Back to the Grind

I hope everyone had a nice holiday weekend. I’m trying to get back into the swing of things, after a few days off. I spent a good part of the weekend visiting family and attempting to get more family pictures to scan. My aunt had kept a box of things she collected from my grandmother’s house after she died back in 2004. I enjoy reading old letters, because they are first hand historical documents, not history told through the lens of elites who can sometimes warp history to conform to their own biases.

I found this letter, written 5th October 1936, from a Mary Kidner who was traveling around the country with husband and children, living out of their car, and looking for work. This letter was written from a logging camp in Blodgett, Oregon, where they had stopped to find work. This letter was sent to my great-great Aunt Madeline, who forwarded it along to my then 12-year-old grandmother, asking her if she could use it in school. It’s not a terribly well written letter, but it gives an idea of what at least someone’s family life was like during the Great Depression. As bad as we might think we have things now, most of us aren’t raising a family in our automobiles and roaming the country looking for any chance of work. One thing it make me thankful for is that I wasn’t raised during the Great Depression.

One other little side rant is that the letter is hand written. I understand the schools are now going to stop teaching kids handwriting. This horrifies me, because I believe it makes the kids partially illiterate. As soon as they stopped forcing me to use long hand in the schools, I reverted to printing. I probably couldn’t write a letter in long hand today without great pain. But I did learn it, and can read it. The idea that a whole generation are going to be raised with a letter like this being no better than gibberish to them is shameful. The endarkenment continues.

7 thoughts on “Back to the Grind”

  1. Thanks for the letter, it was a real look back into our history!

    Also, I agree that the dumbing down in our schools is well under way – all the better to fit the USA into the third world.


  2. I can only imagine crossing a continent in the hope of finding a job. Things have to be pretty bad to consider doing that, especially with a whole family.

    Her reporting on the scenery was rather beautifully described. I’ve seen those mountains in Idaho, and driven the Columbia River Highway. She was quite correct; there’s not enough space to describe it.

    Also, as others have observed, America’s founding documents – the Declaration of Independence, the Constitution, and the Bill of Rights – and the personal writings of the founders are all written in cursive. With “long” S’s, no less. Given another generation or so, kids won’t be able to read the original text; only transcripts. To “modern” kids, it may as well be another language.

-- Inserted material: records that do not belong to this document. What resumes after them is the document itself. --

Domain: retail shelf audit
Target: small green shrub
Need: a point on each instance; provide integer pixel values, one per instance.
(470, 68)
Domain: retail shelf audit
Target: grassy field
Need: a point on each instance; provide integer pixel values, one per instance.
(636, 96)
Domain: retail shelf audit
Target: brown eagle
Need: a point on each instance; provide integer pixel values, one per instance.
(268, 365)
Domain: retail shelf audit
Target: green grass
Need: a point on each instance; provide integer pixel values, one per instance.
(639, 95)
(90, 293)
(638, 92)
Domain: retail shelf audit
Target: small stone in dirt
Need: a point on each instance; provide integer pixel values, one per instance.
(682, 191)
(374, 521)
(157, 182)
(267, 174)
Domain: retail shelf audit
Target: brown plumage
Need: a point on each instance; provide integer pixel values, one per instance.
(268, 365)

  3. I learned cursive, and I can’t read half the chicken scratchings people called handwriting back then. I’ve come across a lot of old books with stuff written on the inside and too much of it is just loopy scribbling.

  4. There is definitely a change in cursive quality. The 18th century is pretty elegant; much of the early 19th century cursive writing is pretty hard to read. Some of the family letters from the late 19th century are pretty nice to read. But some of the 17th century cursive is incomprehensible to me.

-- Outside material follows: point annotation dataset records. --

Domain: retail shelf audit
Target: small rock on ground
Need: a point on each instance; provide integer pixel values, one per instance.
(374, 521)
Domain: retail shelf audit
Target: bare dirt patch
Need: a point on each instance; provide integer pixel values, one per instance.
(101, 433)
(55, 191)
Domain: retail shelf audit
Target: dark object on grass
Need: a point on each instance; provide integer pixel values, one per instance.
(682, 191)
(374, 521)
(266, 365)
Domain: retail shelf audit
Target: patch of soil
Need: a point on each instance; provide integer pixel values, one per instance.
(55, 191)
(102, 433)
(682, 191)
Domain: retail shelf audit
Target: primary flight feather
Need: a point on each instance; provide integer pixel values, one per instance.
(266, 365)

  5. I sometimes wonder, what happened in the past to those of us who somehow could never master cursive writing? Would we forever be doomed to being regarded as idiots because our writing looked like a chimp had done it?

    I endured “The Palmer Method” (was it?) for years in elementary school, and after miles of lines of slashes and circles, my writing still looked as bad as it had in second grade. When I acquired a portable mechanical typewriter in junior high school, it was like a gift from heaven.

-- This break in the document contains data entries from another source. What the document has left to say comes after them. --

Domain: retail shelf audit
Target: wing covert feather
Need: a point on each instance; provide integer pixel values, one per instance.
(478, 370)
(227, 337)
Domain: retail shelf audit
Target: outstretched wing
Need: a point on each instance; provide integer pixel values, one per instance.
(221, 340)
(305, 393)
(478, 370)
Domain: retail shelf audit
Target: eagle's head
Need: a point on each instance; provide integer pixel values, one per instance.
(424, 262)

    Oddly, all of the males over several generations in my family print, when they have to communicate by hand, and all of our printing carries a remarkable “family likeness,” even though cousins and uncles and nephews all evolved their style on their own.

  6. The idea that a whole generation are going to be raised with a letter like this being no better than gibberish to them is shameful. The endarkenment continues.

    Whatever, Mr. Buggy Whip.

    By which I mean half-seriously that longhand styles change over time and are usually illegible after a while anyway – as Mr. Cramer said.

    I learned longhand (and while I’m as out of practice writing it as you, you don’t forget reaading it) – and I can’t really decipher hands from the 18th century, and often the 19th.

    It will be no great loss to humanity or history if reading longhand becomes a specialist skill learned by historians through specialist instruction (or any interested party via the Internet).

    (The Krauts already have and ignore this problem with the use of Sutterlin for three decades or so this last century.)